Да, ещё вспомнил о ступенях, ведущих в костёл. Это было мое первое испытание в жизни (арест отца я ведь не помню). Меня самого почему-то заставили преодолевать их — с огромнейшим трудом, всеми способами: ногами, на коленках, с помощью рук, перекатами… Видать, в ту пору я был совсем мал.

Это первый в моей жизни «светский выход», мой первый в жизни театр, мой первый в жизни свет, первая музыка и первая, ещё неосознанная любовь.

Если бы этого не было в памяти, наверное, судьба моя стала бы иной.

Шел уже 1939 год, когда я наконец заговорил. Заговорил поздней осенью и только по-польски. Ведь матка Броня у меня была полька, а русский отец сидел за кибернетику и шпионство в Большом доме.

До этого я только улыбался, когда со мной пробовали заговаривать, да и вообще улыбался больше, чем было нужно. Сижу, обмазанный всем, чем можно, и улыбаюсь… А тут вдруг заговорил сразу и много. Матка Броня, конечно, обрадовалась и даже устроила польский обед: с чечевицей, морковкой и — гостями.

На следующее утро за нею пришли. Сначала вошла в коридор дворничиха Фаина, татарка, следом вежливый военный с папкой, а за ним еще кто-то, не помню. Вежливый военный стал спрашивать её фамилию, имя, несколько раз спросил, полька ли она, а остальные стали рыться в вещах, столах, кроватях. Я попытался им сказать, что клопов у нас нет, но картаво и по-польски. Матка попросила Фаину позвать Янека с первого этажа, чтобы он меня забрал к себе. Когда Янек меня забирал, Броня благословила Маткой Боской и поцеловала меня. Феля, старший брат, все время сидел у окна на стуле и молча раскачивался. Он уже был странным к тому времени.

Фаина, татарка, «пожалела меня, недоноска», и отдала полякам с первого этажа «на хранение». Вскоре она же привела и Фелю, очень расстроенного: его не взяли в Большой дом, сказав, что для шпионов мы ещё малы, но погодя отдадут нас в какой-то приёмник.

Да, я был очень мал.

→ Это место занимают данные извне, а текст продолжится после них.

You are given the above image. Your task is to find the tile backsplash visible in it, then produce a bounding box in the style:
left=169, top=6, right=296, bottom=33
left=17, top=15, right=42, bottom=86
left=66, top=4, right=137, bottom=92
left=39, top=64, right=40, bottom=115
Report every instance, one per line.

У деда Янека, поляка-краснодеревщика, после увода матери я путешествовал под многочисленными столами, диванами, кушетками и очень даже неплохо изучил все подстолья и прочие «под», а однажды в одном из подстольных зазоров обнаружил что-то спрятанное ото всех и был наказан.

Надо сказать, столярное дело, которым занимался Янек, мне очень нравилось. Особенно я полюбил стружки. Они были замечательно красивы и вкусно пахли. Я даже пробовал их есть.

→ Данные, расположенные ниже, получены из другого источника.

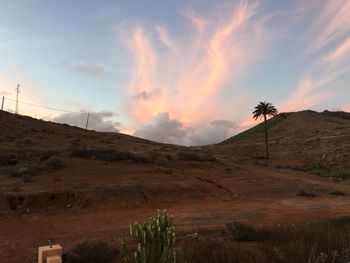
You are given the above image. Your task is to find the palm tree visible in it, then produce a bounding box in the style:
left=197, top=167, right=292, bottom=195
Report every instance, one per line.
left=253, top=102, right=278, bottom=159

Помню ещё, что Феля, уже после того как заболел от побоев в школе за отца-шпиона, подолгу стоял у большой географической карты Янека, водил по ней пальцем и беспрестанно искал, куда же увезли отца и матку Броню. С тех пор у меня на всю жизнь осталась какая-то неприязнь к «школе». А Янек говорил, что увели отца и матку в Большой дом.

И что это за дом? И почему туда уводят шпионов?

Я представлял, что в глухом лесу с высочайшими деревьями, как в сказке «Мальчик-с-пальчик», стоит Большой дом, где живут братья и сестры — шпионы. А что такое шпионство — никто не знает, кроме них. Это большая тайна. Поэтому и лес густой, и дом Большой. А таких малявок, как я, туда не берут, а мне всё-таки хочется. Я же остался один, брат мой Феля вскоре умер в дурдоме от воспаления лёгких.

А меня сдали в казённый дом, и жизнь моя с тех пор стала казённою. Незнание русского заставило меня снова замолчать, так как «пшеканье» моё раздражало многих сверстников и было для меня опасно: они думали, что я их дразню, и я снова стал надолго немым. Нас перевозили из города в город, с запада на восток, подальше от войны, и в результате я оказался в Сибири, под городом Омском. Всё вокруг меня говорящее пацанье громко кричало по-русски и даже — чтобы я чего-нибудь понял — ругалось, а иногда дралось: так я изучал русский язык и до четырех с половиной лет вообще не говорил. Соглашался со всеми, но не говорил. Говорить по-русски я стал неожиданно для себя уже в войну.

Нас кормили из кружек — тарелок не было. Были только металлические кружки и ложки. За столом сидело по шесть человек — шесть кружек, седьмая с хлебом, нарезанным брусочками, торчащими из неё вертикально. Суп, второе, если было, чай — всё из одной кружки. И это считалось нормальным. В столовку пускали, когда все кружки стояли на столе, а до этого орда голодных пацанов давилась у дверей. Открывались двери, и мы, как зверюшки, бросались к своим кружкам. Однажды вместо заболевшего шестого пацана за наш стол посадили прыщавого сопливого «залетку» (чужого, не нашего), и этот пацан, обогнав нас и неожиданно облизав на виду у всех свой грязный палец, поочередно стал макать его во все наши кружки. И вдруг я что-то громко произнес по-русски — сам не понял, но что-то связанное с матерью. Грязный пацан застыл в изумлении, а остальные испугались: ведь я же не говорил, был глухонемым — и вдруг заговорил, да ещё так. С тех пор я стал говорить по-русски и постепенно забывал свой первый язык.

Но я отвлекся от главного, от того, что нас, пацанов-«дэпэшников», в ту пору мучило, какие вопросы решали мы между собой:

— Вожди могут быть людьми или должны быть только вождями, и обязательны ли им усы?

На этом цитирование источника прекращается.